Categories
Linux Raspberry Pi

Interpreting speech with a Raspberry Pi

Or the beginning or creating your own smart speaker

Intro

Imagine you could use a low-cost device to interpret speech without the aid of the big cloud services and their complexity and security and big-brotherly-ness. Well if you have a DIY mindset, you can!

I wanted to control the raspberry pi-based slideshow I have written about many times in the past with voice commands. The question became How could I do it and is it even possible at all? And would I need to master the complex apis provided by either Amazon or Google cloud services? Well, it turns out that it is possible to do passable speech to text without any external cloud provider; and I am very excited to share what I’ve learned so far.

Equipment

raspberry pi 4 (even my old RPI 3 seems to work)

USB microphone

Raspberry Pi OS

Skills

basic linux and python skills are required

vosk – your main tool

I’m going to cut to the chase and just tell you that the vosk api is how I got this all working, but not before I drove into several dead-ends.

Here are the vosk installation instructions, which do work on RPi:

Vosk Installation (alphacephei.com)

It will be helpful to install and test the examples:

git clone https://github.com/alphacep/vosk-api
cd vosk-api/python/example
python3 ./test_simple.py test.wav

On my RPi 4 it took 36 s the first time, and 6.6 s the second time to run this test.wav. So I got worried and fully expected it would be just too slow on these underpowed RPi systems.

But I forged ahead and looked for an example which could do real-time speech-to-text. They provide a microphone example. It requires some additional packages. But even after installing them it still produced a nasty segmentation fault. So I gave up on that. Then I noticed an ffmpeg-based example. Well, turns out I have lots of prior ffmpeg experience as I also post about live recording of audio with the raspberry pi.

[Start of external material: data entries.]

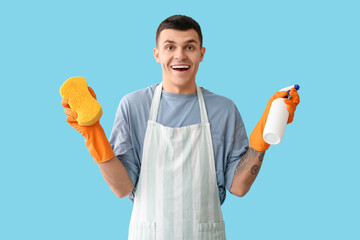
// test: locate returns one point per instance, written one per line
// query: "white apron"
(177, 194)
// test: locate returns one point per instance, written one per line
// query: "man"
(175, 147)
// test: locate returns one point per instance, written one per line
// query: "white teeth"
(180, 66)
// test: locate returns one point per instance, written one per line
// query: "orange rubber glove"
(95, 138)
(256, 137)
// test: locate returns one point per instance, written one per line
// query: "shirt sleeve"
(240, 144)
(121, 142)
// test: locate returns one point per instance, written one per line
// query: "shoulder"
(218, 102)
(139, 97)
(135, 102)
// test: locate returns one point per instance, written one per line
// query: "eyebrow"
(188, 41)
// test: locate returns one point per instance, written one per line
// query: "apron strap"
(156, 103)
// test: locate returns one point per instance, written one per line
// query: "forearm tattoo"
(247, 158)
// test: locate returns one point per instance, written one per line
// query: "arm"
(246, 172)
(116, 177)
(112, 169)
(249, 165)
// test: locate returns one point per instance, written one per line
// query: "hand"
(95, 138)
(256, 137)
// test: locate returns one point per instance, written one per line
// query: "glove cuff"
(98, 145)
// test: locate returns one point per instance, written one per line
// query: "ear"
(156, 54)
(202, 52)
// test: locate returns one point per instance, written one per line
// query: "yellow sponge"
(81, 101)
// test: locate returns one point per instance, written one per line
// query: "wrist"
(98, 144)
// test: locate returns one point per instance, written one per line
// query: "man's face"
(179, 54)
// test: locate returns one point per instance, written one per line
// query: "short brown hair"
(179, 22)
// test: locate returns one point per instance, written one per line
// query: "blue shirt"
(228, 133)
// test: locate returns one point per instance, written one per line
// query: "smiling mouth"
(181, 68)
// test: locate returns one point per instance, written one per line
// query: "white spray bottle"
(277, 119)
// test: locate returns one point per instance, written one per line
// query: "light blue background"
(308, 186)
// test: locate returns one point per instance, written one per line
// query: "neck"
(189, 88)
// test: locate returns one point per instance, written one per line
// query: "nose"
(180, 54)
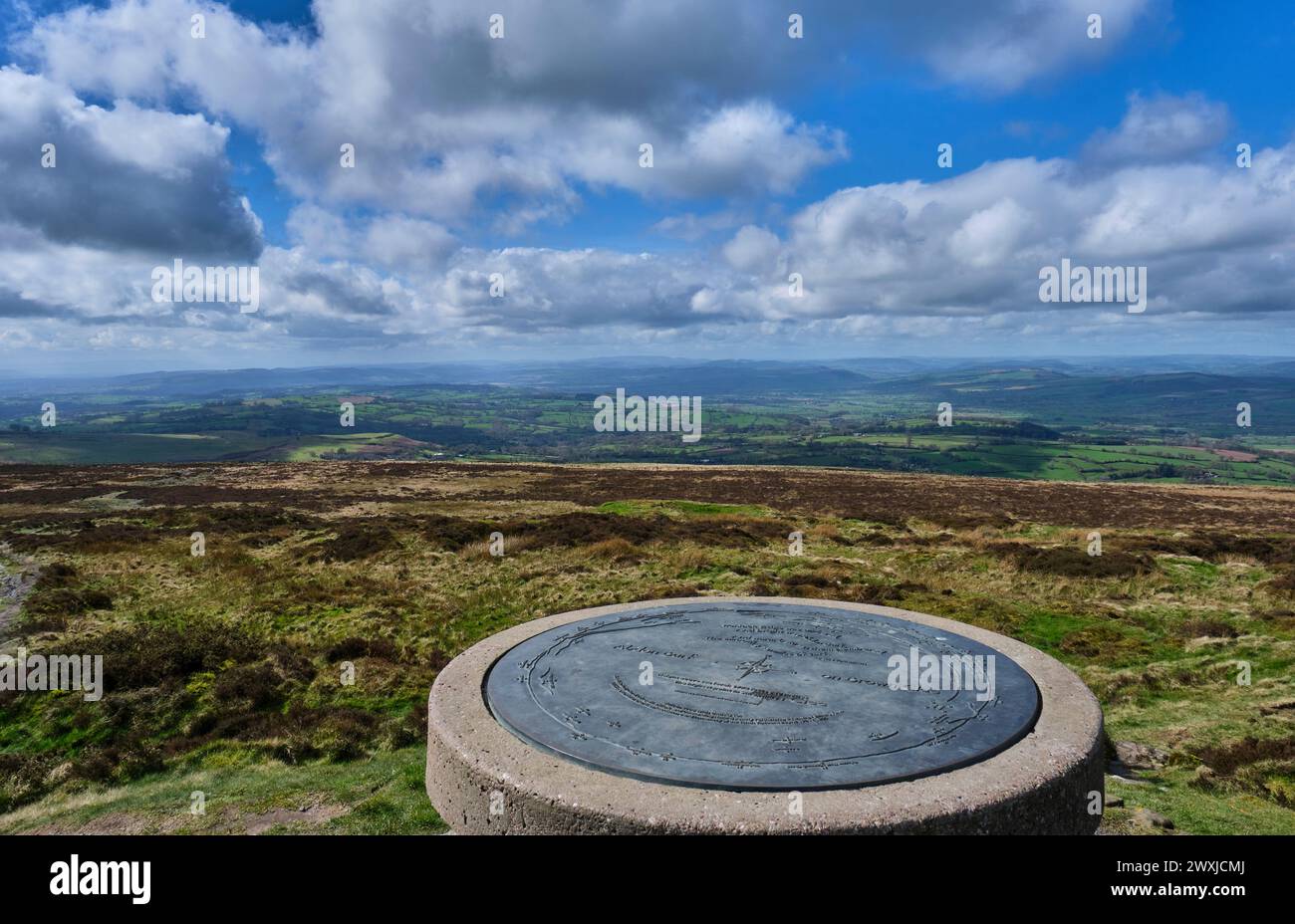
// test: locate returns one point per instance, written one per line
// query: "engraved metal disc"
(762, 696)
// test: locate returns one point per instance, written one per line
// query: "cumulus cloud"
(122, 179)
(1161, 129)
(444, 116)
(461, 138)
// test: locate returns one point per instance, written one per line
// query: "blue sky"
(516, 158)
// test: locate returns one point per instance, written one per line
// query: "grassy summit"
(224, 672)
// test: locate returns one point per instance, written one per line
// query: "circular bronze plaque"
(762, 696)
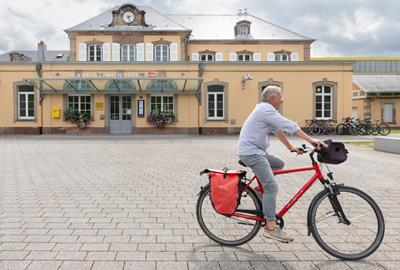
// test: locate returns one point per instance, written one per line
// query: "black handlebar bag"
(334, 153)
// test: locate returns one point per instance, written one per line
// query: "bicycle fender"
(322, 192)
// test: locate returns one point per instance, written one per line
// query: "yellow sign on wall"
(56, 113)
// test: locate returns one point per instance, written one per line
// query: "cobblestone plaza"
(128, 202)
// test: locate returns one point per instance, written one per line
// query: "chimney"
(42, 48)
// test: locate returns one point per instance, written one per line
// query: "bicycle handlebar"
(305, 149)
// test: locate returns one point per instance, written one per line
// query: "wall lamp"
(245, 78)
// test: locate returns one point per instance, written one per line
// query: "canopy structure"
(115, 85)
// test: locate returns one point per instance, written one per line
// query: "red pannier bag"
(225, 190)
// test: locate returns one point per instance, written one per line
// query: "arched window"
(79, 102)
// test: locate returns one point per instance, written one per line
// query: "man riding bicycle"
(252, 147)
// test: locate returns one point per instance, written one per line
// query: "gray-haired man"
(252, 146)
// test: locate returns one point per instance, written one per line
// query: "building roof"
(372, 65)
(221, 27)
(32, 55)
(203, 26)
(378, 83)
(155, 21)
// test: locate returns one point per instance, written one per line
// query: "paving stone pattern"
(128, 202)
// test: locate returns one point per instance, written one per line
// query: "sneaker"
(278, 234)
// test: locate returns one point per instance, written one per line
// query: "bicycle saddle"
(241, 163)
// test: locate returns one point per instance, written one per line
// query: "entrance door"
(120, 114)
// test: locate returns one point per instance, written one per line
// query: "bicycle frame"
(317, 176)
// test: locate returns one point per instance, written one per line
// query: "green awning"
(112, 85)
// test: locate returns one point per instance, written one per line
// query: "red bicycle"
(344, 221)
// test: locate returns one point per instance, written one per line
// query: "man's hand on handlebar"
(298, 151)
(317, 143)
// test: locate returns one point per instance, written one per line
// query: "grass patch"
(363, 144)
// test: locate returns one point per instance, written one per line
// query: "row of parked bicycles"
(349, 126)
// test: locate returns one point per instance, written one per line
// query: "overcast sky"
(342, 27)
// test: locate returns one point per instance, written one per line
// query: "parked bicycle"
(344, 221)
(320, 127)
(369, 128)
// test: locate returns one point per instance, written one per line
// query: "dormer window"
(95, 52)
(207, 55)
(282, 56)
(242, 29)
(244, 56)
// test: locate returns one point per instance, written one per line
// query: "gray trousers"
(262, 167)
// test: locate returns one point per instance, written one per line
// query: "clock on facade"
(128, 17)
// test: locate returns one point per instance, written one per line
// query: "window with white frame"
(207, 57)
(26, 102)
(161, 52)
(128, 52)
(244, 57)
(215, 102)
(162, 104)
(80, 103)
(388, 115)
(323, 102)
(244, 30)
(94, 52)
(282, 57)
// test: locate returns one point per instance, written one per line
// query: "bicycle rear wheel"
(352, 240)
(229, 231)
(315, 129)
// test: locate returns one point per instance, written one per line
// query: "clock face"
(128, 17)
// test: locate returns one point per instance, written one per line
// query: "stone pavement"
(128, 202)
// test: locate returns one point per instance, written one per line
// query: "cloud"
(341, 27)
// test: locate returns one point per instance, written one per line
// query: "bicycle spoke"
(356, 240)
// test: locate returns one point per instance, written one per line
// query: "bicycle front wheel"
(384, 129)
(354, 237)
(228, 231)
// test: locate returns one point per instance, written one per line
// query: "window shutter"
(294, 57)
(149, 52)
(257, 57)
(82, 52)
(173, 52)
(106, 52)
(219, 57)
(140, 52)
(195, 57)
(271, 57)
(116, 55)
(232, 57)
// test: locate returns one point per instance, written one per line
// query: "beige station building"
(208, 70)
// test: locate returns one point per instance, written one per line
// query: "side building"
(208, 70)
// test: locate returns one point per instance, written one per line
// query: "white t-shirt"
(263, 120)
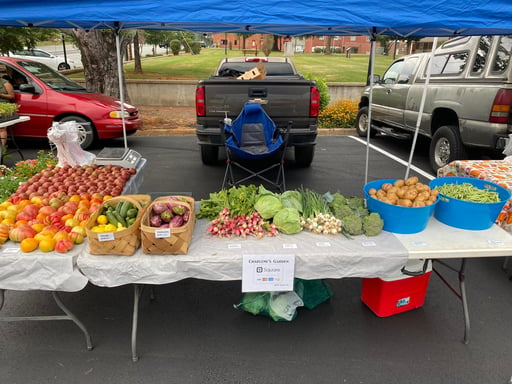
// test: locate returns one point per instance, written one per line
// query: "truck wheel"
(445, 147)
(209, 154)
(88, 137)
(304, 155)
(362, 123)
(63, 66)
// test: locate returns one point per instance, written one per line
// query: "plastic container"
(387, 297)
(398, 219)
(466, 214)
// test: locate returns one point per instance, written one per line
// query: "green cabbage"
(292, 199)
(287, 220)
(268, 205)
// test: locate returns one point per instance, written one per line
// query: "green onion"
(469, 192)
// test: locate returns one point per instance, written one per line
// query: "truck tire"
(362, 123)
(304, 155)
(209, 154)
(445, 147)
(86, 127)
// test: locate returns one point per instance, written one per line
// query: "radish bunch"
(250, 225)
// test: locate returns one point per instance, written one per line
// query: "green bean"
(469, 192)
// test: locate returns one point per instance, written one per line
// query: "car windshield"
(50, 77)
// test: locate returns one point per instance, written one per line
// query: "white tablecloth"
(50, 271)
(211, 258)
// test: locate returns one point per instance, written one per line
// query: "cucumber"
(111, 218)
(119, 219)
(127, 205)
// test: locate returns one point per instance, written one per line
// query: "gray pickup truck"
(287, 97)
(468, 104)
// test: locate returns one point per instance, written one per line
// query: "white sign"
(268, 273)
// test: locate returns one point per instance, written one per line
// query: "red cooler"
(386, 297)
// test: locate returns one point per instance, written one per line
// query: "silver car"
(57, 63)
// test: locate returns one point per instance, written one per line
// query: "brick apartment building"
(256, 43)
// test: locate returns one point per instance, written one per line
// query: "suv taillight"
(200, 105)
(500, 111)
(314, 106)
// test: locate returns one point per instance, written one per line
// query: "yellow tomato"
(102, 219)
(47, 244)
(110, 228)
(29, 244)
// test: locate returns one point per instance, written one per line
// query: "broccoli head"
(353, 224)
(355, 202)
(342, 211)
(372, 224)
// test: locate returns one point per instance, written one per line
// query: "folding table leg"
(137, 293)
(461, 294)
(60, 304)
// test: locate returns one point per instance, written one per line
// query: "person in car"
(6, 96)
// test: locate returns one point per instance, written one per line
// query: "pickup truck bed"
(286, 97)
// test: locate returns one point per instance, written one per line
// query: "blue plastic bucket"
(466, 214)
(398, 219)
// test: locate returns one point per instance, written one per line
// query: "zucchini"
(127, 205)
(111, 217)
(119, 219)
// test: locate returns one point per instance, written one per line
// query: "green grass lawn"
(331, 68)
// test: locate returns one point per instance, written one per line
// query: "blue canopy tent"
(404, 18)
(422, 18)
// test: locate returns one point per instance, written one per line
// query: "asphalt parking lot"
(191, 333)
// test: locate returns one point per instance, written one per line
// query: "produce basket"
(466, 214)
(398, 219)
(167, 241)
(123, 243)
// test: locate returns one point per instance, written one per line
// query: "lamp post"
(64, 48)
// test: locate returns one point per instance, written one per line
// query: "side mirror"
(28, 88)
(376, 79)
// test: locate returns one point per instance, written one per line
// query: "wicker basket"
(123, 243)
(177, 243)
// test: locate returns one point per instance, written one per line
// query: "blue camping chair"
(251, 138)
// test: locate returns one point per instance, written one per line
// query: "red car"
(47, 96)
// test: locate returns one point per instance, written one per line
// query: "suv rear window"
(449, 64)
(503, 53)
(484, 46)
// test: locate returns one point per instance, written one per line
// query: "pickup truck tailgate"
(287, 99)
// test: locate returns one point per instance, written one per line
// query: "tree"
(98, 50)
(138, 62)
(16, 38)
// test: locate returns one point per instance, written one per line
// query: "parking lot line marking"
(395, 158)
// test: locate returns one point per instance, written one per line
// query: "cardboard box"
(257, 73)
(386, 297)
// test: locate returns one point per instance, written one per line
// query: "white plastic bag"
(66, 138)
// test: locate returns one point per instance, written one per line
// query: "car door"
(390, 95)
(32, 103)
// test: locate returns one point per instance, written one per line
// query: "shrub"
(340, 114)
(323, 88)
(10, 179)
(175, 47)
(195, 46)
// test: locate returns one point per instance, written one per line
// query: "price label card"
(10, 250)
(268, 273)
(162, 233)
(106, 236)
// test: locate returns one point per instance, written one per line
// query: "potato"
(411, 180)
(404, 203)
(399, 183)
(401, 192)
(386, 186)
(411, 194)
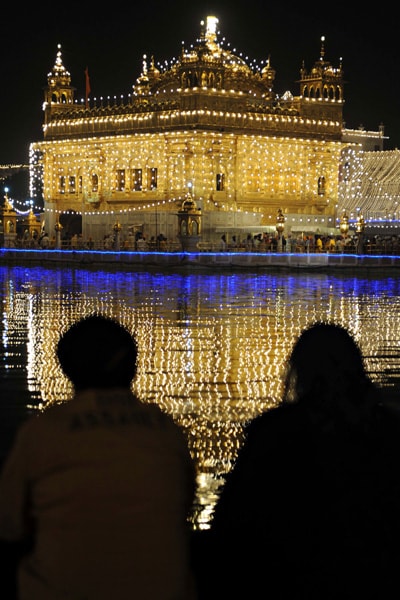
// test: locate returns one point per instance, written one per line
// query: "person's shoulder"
(283, 414)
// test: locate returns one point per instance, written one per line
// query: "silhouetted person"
(310, 509)
(102, 484)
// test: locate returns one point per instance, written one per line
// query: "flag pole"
(87, 87)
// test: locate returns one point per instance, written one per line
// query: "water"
(212, 347)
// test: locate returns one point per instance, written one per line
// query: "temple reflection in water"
(212, 348)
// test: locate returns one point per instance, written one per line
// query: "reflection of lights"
(216, 370)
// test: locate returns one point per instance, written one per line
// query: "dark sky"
(111, 41)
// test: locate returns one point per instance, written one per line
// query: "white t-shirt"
(107, 483)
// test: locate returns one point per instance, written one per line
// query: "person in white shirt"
(102, 484)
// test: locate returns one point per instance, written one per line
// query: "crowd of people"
(260, 242)
(96, 493)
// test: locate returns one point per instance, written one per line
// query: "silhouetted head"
(97, 351)
(326, 369)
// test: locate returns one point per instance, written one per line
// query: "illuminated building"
(207, 125)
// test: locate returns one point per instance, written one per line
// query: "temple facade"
(207, 127)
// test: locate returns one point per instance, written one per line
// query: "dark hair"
(326, 370)
(97, 351)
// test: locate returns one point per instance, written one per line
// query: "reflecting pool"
(212, 347)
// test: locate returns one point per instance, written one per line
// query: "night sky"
(111, 44)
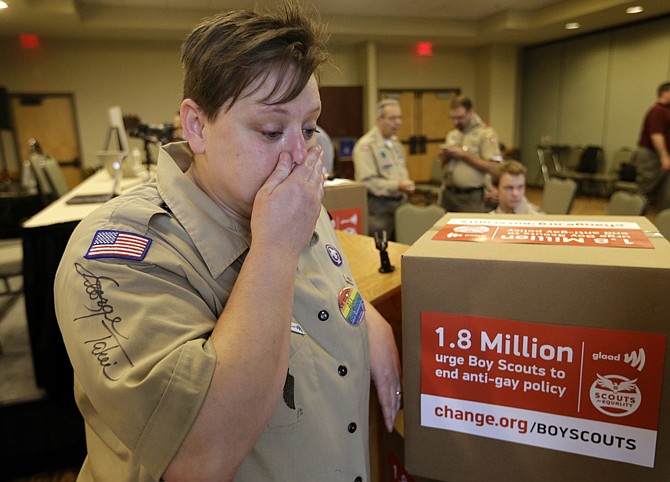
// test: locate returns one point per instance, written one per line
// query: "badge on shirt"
(334, 254)
(351, 305)
(296, 328)
(118, 244)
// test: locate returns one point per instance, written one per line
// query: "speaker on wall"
(5, 118)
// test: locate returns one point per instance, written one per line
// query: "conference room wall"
(592, 90)
(144, 78)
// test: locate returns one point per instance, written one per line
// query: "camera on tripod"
(156, 133)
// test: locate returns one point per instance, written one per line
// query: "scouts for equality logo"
(616, 395)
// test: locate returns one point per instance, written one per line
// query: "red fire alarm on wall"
(29, 41)
(424, 49)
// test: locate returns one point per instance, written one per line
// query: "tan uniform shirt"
(479, 140)
(139, 290)
(524, 207)
(379, 163)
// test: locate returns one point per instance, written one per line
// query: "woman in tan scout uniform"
(214, 326)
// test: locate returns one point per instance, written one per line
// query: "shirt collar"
(217, 237)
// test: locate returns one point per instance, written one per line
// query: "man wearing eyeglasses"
(379, 163)
(469, 156)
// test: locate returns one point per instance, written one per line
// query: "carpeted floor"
(41, 438)
(17, 381)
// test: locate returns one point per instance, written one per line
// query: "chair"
(587, 173)
(55, 176)
(412, 220)
(558, 195)
(662, 222)
(11, 265)
(51, 182)
(626, 203)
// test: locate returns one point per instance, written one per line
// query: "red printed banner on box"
(590, 391)
(537, 231)
(348, 220)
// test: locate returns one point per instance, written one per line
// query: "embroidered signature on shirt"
(103, 348)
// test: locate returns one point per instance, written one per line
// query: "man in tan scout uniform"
(469, 155)
(379, 163)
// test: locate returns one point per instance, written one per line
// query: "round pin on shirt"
(351, 305)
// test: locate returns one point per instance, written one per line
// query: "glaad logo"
(636, 359)
(615, 395)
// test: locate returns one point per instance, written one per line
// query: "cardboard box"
(347, 203)
(534, 348)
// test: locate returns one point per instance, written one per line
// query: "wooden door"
(49, 118)
(424, 127)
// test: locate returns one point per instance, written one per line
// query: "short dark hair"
(461, 101)
(511, 167)
(229, 52)
(381, 106)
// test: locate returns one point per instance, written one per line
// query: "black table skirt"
(43, 248)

It turns out their example was simply to use ffmpeg to interpret a file, but I didn’t know that to begin with. But I know my way around ffmpeg that I could use it for processing a lvie stream. So I made those changes, and voila. I’m glad to say I was dead wrong about the processing speed. On the RPi 4 it can keep up with its text-to-speech task in real time!

Basic program to examine your speech in real time

I developed the following python script based off one of the python examples from the api. I call it drjtst4.py, just to give it a name:

#!/usr/bin/env python3

import subprocess
import re
from modules import aux_modules

from vosk import Model, KaldiRecognizer, SetLogLevel

SAMPLE_RATE = 16000

SetLogLevel(0)

model = Model(lang="en-us")
rec = KaldiRecognizer(model, SAMPLE_RATE)
start,start_a = 0,0
input_device = 'plughw:1,0'
phrase = ''
accumulating = False
# wake word hey photo is often confused with a photo by vosk...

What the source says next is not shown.